Source: dailyhodl.com
With Bitcoin (BTC) falling nearly 7% in the last week, one widely followed crypto analyst believes the correction is all part of the process.
Digital assets trader Michaël van de Poppe tells his 705,000 followers on the social media platform X that BTC’s downward trend may be a result of a pre-halving peak.
“The consolidation on Bitcoin continues.
I don’t think we’ll see much spectacle coming from Bitcoin; if we do, it will need to break $70,300.
Above, there is time for new all-time highs, but I suspect we’re still seeing the case of peaking pre-halving.
Just like any other cycle.”
The BTC halving refers to the quadrennial event when Bitcoin’s mining rewards are cut in half.
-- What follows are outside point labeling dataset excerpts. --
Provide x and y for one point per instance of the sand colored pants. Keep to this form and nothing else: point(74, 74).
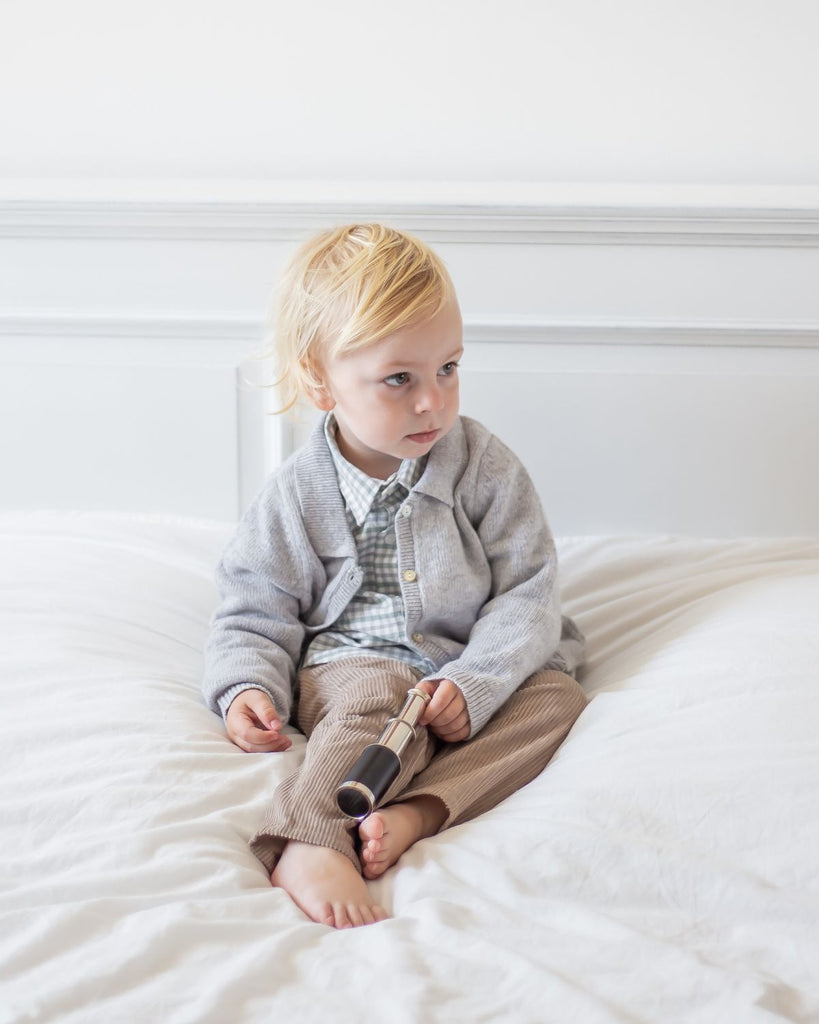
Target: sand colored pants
point(344, 705)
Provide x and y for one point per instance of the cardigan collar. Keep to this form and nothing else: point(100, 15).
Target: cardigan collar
point(322, 505)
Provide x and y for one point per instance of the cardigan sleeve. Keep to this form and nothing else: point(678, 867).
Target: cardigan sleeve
point(257, 631)
point(520, 628)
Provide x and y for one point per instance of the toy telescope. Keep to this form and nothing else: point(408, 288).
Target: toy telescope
point(378, 767)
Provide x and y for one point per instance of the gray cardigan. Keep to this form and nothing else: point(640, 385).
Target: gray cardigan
point(476, 564)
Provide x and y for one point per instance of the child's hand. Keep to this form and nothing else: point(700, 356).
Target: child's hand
point(253, 724)
point(446, 713)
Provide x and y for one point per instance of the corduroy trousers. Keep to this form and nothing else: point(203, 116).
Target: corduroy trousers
point(343, 706)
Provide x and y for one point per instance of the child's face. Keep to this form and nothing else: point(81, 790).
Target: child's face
point(395, 398)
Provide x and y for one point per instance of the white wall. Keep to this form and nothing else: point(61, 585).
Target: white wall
point(701, 91)
point(627, 193)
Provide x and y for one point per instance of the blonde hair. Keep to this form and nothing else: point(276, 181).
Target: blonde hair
point(345, 289)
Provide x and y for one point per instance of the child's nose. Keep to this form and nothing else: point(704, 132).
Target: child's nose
point(429, 397)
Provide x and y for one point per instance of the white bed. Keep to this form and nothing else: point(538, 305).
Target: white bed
point(662, 868)
point(657, 370)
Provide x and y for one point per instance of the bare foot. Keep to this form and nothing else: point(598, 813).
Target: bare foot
point(390, 832)
point(327, 886)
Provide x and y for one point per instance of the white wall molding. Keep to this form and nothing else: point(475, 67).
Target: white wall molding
point(595, 219)
point(242, 336)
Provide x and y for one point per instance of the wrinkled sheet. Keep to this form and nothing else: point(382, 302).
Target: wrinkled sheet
point(663, 867)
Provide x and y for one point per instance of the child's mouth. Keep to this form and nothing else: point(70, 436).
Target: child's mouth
point(424, 437)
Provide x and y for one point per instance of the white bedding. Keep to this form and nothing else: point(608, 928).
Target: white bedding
point(664, 867)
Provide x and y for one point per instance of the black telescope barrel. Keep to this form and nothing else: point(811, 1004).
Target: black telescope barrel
point(368, 780)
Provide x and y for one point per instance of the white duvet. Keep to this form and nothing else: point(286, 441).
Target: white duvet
point(664, 866)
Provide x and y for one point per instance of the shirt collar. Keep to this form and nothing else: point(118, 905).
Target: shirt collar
point(359, 491)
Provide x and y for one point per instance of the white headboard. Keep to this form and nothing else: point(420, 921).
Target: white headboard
point(653, 355)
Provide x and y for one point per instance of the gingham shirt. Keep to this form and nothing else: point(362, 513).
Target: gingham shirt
point(374, 622)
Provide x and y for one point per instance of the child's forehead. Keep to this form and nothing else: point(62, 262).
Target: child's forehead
point(439, 338)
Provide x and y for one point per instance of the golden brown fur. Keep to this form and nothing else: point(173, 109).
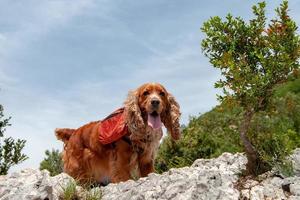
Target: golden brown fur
point(86, 159)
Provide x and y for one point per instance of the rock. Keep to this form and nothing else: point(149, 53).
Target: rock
point(32, 184)
point(205, 179)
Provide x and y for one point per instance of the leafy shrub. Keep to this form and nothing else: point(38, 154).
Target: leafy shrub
point(274, 133)
point(53, 162)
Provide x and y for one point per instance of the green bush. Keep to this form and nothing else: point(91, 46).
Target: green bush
point(53, 162)
point(274, 133)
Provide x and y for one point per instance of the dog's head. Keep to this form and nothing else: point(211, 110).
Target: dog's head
point(151, 105)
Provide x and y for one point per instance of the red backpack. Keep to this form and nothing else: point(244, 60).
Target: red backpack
point(113, 127)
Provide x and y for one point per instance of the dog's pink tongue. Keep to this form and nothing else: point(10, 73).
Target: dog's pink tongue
point(154, 122)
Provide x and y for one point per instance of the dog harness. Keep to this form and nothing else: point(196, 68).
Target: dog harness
point(113, 127)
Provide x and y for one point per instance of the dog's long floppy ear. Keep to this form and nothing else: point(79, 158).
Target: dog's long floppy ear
point(171, 116)
point(133, 115)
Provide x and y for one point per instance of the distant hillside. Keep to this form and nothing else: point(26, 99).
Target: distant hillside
point(215, 132)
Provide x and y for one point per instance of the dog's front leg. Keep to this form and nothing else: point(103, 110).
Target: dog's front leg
point(146, 165)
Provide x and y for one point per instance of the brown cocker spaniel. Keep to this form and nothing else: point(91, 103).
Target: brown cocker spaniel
point(131, 150)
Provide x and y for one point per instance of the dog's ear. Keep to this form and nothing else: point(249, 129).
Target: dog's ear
point(133, 115)
point(171, 116)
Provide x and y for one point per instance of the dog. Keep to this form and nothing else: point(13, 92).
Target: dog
point(122, 146)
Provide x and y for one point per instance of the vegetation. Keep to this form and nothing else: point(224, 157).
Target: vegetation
point(10, 150)
point(253, 59)
point(71, 192)
point(275, 133)
point(53, 162)
point(258, 113)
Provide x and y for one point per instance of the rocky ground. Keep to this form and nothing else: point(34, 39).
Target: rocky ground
point(205, 179)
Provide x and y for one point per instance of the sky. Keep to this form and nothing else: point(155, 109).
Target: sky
point(65, 63)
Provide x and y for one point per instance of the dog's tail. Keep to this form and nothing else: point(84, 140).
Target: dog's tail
point(64, 134)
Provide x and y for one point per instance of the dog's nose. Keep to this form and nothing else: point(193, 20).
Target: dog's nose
point(155, 102)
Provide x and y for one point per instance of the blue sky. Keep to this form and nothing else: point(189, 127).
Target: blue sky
point(64, 63)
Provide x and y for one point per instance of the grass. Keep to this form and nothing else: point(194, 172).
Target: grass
point(69, 192)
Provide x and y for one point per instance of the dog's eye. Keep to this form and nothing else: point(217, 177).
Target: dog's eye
point(146, 93)
point(162, 94)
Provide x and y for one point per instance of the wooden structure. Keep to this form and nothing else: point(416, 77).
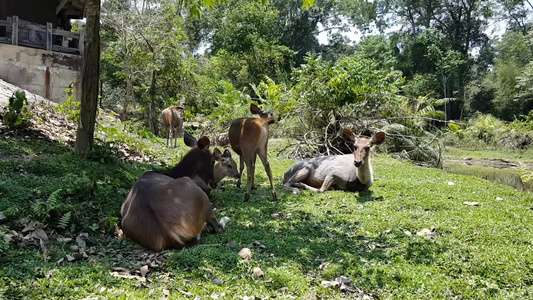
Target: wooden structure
point(42, 24)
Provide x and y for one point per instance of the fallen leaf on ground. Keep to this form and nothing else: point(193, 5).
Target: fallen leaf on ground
point(206, 270)
point(8, 238)
point(258, 273)
point(40, 234)
point(127, 276)
point(186, 294)
point(224, 222)
point(81, 242)
point(245, 253)
point(50, 273)
point(30, 226)
point(144, 270)
point(46, 253)
point(166, 292)
point(426, 232)
point(119, 233)
point(231, 244)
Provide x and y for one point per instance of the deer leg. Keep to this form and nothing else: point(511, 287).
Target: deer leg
point(212, 222)
point(298, 177)
point(328, 182)
point(305, 186)
point(253, 177)
point(175, 136)
point(241, 168)
point(250, 169)
point(167, 135)
point(266, 165)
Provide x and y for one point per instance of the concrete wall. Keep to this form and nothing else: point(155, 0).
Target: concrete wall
point(42, 72)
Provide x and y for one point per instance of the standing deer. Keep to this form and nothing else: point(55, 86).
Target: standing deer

The next halving is expected next month.
According to the analyst, BTC’s current price chart is similar to the 2016-2017 cycle chart.
“In some way, the price action of Bitcoin is comparable to the 2016-2017 cycle.
Peak four weeks before the halving takes place.
Consolidation and another correction, after which a slow upward grind happens until acceleration 6 months later.”
Van de Poppe also claims that BTC’s correction only strengthens his bullish thesis.
“Bitcoin still correcting down.
My main thesis is that we’ve seen the pre-halving hype and that we’re going to have a long, massive bull market.
Anything in the lower boundaries -> buy opportunity.
Interested in buying dips on altcoins too.”
BTC is worth $63,873 at time of writing, down 4% in the last 24 hours.